As seen by the phone calls, there is communication between Saudi and Israeli leaders. There are economic ties, security ties and even diplomatic coordination that goes on behind the scenes. Can those ties be deepened? Of course, but for now, the question is more about the big step that needs to be taken toward full-blown normalization.

The key to that is in Washington. Saudi Arabia has felt the cold shoulder from the US ever since Joe Biden was elected president. It was this distancing that enabled China to insert itself into the region and broker the rapprochement between Saudi and Iran, something that in the past would not have happened.

The message was heard in Washington and has been followed up by action. There is a new ambassador in Riyadh who happened to have served in Jerusalem just a few years ago, and National Security Advisor Jake Sullivan recently visited there as well and spoke publicly about the administration’s desire to see Israeli-Saudi normalization happen.

To move forward with Israel, Saudi Arabia wants to receive a few benefits from the US: arm sales, security guarantees and even a civilian nuclear program with the ability to mine uranium and enrich it domestically.

US diplomats do not hide the fact that the decision on this will need to be made by Biden and that it will depend on more than just US ties with MBS. A normalization deal between Israel and Saudi Arabia would be a huge win for Netanyahu. Does Biden want to give him that right now?

Biden has not held back on his discontent with Netanyahu and his democratically-elected government. He has yet to invite the Israeli premier to the White House and – as long as it is not clear that the coalition’s judicial reform is completely dead and buried – he might not want to.
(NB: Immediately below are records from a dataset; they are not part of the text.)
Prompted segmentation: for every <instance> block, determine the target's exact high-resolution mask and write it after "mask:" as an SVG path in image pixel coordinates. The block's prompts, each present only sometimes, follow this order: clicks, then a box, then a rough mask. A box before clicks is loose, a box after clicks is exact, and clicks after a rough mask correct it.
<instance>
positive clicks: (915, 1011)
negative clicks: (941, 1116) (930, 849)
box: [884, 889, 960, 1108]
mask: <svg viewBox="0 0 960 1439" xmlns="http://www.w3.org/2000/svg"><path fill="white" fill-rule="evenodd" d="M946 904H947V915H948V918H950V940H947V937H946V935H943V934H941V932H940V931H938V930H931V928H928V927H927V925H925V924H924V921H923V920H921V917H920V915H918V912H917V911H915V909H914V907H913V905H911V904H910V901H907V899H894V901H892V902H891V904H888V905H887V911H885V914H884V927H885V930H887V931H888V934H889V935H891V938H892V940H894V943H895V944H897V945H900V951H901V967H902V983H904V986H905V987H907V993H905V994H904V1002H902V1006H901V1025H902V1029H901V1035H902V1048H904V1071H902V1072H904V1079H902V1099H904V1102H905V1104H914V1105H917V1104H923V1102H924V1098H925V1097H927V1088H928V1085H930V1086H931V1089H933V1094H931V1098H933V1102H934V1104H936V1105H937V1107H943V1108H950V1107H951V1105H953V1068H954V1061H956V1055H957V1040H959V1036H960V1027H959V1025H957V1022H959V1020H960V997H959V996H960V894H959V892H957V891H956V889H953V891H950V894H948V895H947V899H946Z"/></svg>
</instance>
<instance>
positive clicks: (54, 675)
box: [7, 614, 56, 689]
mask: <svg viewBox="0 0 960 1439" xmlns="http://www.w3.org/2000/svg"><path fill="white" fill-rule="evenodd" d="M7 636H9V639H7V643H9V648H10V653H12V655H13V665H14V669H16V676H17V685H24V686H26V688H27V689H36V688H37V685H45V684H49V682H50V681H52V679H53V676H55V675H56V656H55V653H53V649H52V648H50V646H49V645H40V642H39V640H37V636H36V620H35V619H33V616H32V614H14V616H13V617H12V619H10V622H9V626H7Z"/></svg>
On the other hand, Biden does need a foreign policy feather in his cap. Until now, the president’s track record in the Middle East does not look great. There was the hasty withdrawal from Afghanistan that enabled the Taliban to quickly take over, and China’s growing role in the region. Brokering a deal between Israel and Saudi Arabia would give the president a big win that could help on the campaign trail.

The situation is dynamic, and Netanyahu is doing all he can to move this forward. For him too, a deal with Saudi Arabia would be a huge win and a much-needed distraction from the chaos – caused by the judicial reform, the public protests and the budget talks – that has enveloped his government since it took office at the end of December.

Such a deal has the potential to alter the balance of power in the Middle East. With Israel’s top military officers warning of the possibility of war, a normalization deal would be a better alternative.

The writer is the immediate past editor-in-chief of The Jerusalem Post.